Un viaggio entusiasmante ed evocativo, volutamente “confuso” nel suo dipanare su più lidi musicali eppure così ben orchestrato negli arrangiamenti tra saliscendi e andirivieni enfatici, così arricchente e realistico nel fotografare l’esistenza tra leggerezza e inquietudine, certezze e fatiche.

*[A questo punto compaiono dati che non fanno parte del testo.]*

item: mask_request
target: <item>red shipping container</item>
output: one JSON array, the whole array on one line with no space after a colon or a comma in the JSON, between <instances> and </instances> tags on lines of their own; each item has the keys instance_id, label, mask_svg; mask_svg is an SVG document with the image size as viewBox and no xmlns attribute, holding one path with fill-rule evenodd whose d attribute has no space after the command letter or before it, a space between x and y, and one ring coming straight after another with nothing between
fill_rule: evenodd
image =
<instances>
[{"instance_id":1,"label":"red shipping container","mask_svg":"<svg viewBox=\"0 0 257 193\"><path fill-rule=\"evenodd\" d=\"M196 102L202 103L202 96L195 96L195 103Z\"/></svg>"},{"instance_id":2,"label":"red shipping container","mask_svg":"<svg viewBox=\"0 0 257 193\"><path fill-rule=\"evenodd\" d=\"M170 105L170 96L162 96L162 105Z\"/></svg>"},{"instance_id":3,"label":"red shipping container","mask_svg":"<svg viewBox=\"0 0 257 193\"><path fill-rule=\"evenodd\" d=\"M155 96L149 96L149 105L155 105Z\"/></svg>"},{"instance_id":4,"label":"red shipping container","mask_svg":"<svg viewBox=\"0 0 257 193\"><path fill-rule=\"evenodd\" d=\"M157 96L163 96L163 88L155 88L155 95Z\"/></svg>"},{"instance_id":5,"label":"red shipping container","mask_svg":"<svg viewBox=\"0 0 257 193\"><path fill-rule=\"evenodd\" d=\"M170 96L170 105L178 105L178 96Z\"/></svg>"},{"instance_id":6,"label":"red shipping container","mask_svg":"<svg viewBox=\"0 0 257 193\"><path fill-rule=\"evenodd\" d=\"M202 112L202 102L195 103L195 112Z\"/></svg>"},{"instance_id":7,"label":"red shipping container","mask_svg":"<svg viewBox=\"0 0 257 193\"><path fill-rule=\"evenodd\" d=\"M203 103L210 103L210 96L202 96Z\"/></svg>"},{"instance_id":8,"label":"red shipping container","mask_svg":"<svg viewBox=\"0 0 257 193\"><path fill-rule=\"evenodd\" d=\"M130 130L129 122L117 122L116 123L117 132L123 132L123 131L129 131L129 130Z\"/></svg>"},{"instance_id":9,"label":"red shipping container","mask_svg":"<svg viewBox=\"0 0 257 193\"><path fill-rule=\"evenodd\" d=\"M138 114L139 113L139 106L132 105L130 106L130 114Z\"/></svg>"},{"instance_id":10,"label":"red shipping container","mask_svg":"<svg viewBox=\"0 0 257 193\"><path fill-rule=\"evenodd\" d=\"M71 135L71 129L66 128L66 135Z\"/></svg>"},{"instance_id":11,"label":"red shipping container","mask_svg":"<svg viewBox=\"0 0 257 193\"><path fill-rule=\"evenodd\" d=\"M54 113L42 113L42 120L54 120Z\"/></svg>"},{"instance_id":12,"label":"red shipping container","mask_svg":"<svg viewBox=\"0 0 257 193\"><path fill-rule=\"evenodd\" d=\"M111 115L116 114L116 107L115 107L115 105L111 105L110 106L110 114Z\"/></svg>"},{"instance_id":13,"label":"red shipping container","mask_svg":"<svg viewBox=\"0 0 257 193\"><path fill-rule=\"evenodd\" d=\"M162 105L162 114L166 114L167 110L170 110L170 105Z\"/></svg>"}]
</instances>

Forti della neo presenza dietro le pelli di Paolo Mongardi (già Zeus! ed Il Genio) e dopo un periodo di incertezza in merito alle sorti della band, i Ronin risorgono con lo spirito di un’iniziazione e l’esperienza dei veterani, nudi nel descrivere le sensazioni del loro cercare, forti di nuove consapevolezze, tutte incarnate dalla Fenice. Ulisse e gli Argonauti dovevano costantemente guardare ad una meta, ma viaggiando per il gusto di viaggiare non ci si può perdere. Arditi e cauti, cavalcando o in punta di piedi, liberi in tutte le direzioni: into the wild insomma, come Supertramp.